Lambda Expressions in C++
This post and the examples are adapted from the Microsoft C++ Documentation.
A lambda expression is a convenient way of defining an anonymous function object right at the location where it is invoked or passes as an argument to a function.
Parts Of A Lambda Expression
A lambda expression usually contains the following parts:
-
Capture clause: It specifies which variables are captured, and whether the capture is by value or by reference.
-
Parameter list (optional): It resembles the parameter list for a function.
-
Mutable specification (optional): It enables the body of a lambda expression to modify variables that are captured by value.
-
Exception specification (optional): It indicates whether the lambda expression throws any exceptions, by using throw() / noexcept.
-
Return type (optional): It is automatically deduced by the compiler from the return expression, or is void if no return expression exists. It can also be specified with a trailing-return-type, which resembles the return part of an ordinary method or function. The trailing-return-type should include the keyword “->”” before the return type.
-
lambda body: It can contain anything that the body of an ordinary method or function can contain.

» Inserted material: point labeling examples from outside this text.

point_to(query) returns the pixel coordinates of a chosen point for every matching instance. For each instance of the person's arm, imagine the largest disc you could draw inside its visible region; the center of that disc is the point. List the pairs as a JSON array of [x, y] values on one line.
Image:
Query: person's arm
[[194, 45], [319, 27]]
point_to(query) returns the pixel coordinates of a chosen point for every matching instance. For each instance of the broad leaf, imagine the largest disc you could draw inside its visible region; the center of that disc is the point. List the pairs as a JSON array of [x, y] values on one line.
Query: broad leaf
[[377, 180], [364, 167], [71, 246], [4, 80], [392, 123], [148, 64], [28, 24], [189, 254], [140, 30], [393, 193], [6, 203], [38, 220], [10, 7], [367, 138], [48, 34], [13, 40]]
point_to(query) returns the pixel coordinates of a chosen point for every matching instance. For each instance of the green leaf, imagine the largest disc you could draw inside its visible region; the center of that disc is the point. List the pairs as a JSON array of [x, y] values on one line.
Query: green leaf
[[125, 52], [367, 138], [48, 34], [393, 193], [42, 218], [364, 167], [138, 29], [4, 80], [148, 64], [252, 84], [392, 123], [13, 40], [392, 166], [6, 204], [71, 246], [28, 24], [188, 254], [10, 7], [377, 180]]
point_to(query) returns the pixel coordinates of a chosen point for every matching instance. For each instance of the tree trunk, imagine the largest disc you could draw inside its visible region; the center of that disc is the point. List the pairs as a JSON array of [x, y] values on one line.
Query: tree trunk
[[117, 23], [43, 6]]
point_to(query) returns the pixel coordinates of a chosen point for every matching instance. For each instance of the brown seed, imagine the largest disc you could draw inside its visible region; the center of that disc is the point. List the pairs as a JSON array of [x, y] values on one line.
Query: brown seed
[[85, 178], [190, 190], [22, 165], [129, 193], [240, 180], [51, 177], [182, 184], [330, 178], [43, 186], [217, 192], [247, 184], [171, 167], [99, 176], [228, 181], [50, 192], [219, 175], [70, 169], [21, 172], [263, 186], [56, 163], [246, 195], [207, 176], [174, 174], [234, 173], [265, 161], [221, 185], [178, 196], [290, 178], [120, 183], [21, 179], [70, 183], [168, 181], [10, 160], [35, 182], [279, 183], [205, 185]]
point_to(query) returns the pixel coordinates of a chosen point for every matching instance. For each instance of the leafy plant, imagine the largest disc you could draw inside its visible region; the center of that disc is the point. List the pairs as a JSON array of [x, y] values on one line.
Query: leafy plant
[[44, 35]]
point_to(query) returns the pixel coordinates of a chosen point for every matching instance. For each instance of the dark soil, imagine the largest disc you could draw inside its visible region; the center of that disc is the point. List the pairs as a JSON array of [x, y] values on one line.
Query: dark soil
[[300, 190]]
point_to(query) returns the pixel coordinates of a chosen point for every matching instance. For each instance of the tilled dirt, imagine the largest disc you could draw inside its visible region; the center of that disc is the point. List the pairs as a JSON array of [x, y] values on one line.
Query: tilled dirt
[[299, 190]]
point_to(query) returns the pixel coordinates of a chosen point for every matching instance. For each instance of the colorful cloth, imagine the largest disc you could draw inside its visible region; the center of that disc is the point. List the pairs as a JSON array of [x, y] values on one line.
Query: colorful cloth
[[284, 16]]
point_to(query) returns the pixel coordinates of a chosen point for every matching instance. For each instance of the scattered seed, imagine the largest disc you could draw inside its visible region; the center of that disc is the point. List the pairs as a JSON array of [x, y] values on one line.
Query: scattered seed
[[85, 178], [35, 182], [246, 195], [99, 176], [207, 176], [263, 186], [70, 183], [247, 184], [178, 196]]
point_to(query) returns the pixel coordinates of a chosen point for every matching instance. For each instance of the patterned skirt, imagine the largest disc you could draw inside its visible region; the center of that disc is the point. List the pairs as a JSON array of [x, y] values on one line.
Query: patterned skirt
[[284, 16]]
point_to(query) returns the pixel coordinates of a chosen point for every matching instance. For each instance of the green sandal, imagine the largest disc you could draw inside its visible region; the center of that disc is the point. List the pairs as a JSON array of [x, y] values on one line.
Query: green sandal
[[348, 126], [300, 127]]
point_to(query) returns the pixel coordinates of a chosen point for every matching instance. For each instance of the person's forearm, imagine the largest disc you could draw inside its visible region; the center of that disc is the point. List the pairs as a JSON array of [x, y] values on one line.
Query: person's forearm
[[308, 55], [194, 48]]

The general syntax of defining lambda expressions is as follows.
1
2
3
[capture clause](parameter_list) mutable exception -> return_type {
Method Definition;
}
Below is an example of a simple lambda expression. The lambda expression is passed as the third argument to the std::sort() function.
1
2
3
4
5
6
7
8
9
10
11
#include <algorithm>
#include <cmath>
void abssort(float* x, unsigned n) {
std::sort(x, x + n,
// Lambda expression begins
[](float a, float b) {
return (std::abs(a) < std::abs(b));
} // end of lambda expression
);
}
More About Capture Clause
Capture clause specifies which variables are captured, and whether the capture is by value or by reference. An empty capture clause, [], indicates that the body of the lambda expression accesses no variables in the enclosing scope. The clause [&] means all variables that you refer to are captured by reference, and the clause [=] means they are captured by value.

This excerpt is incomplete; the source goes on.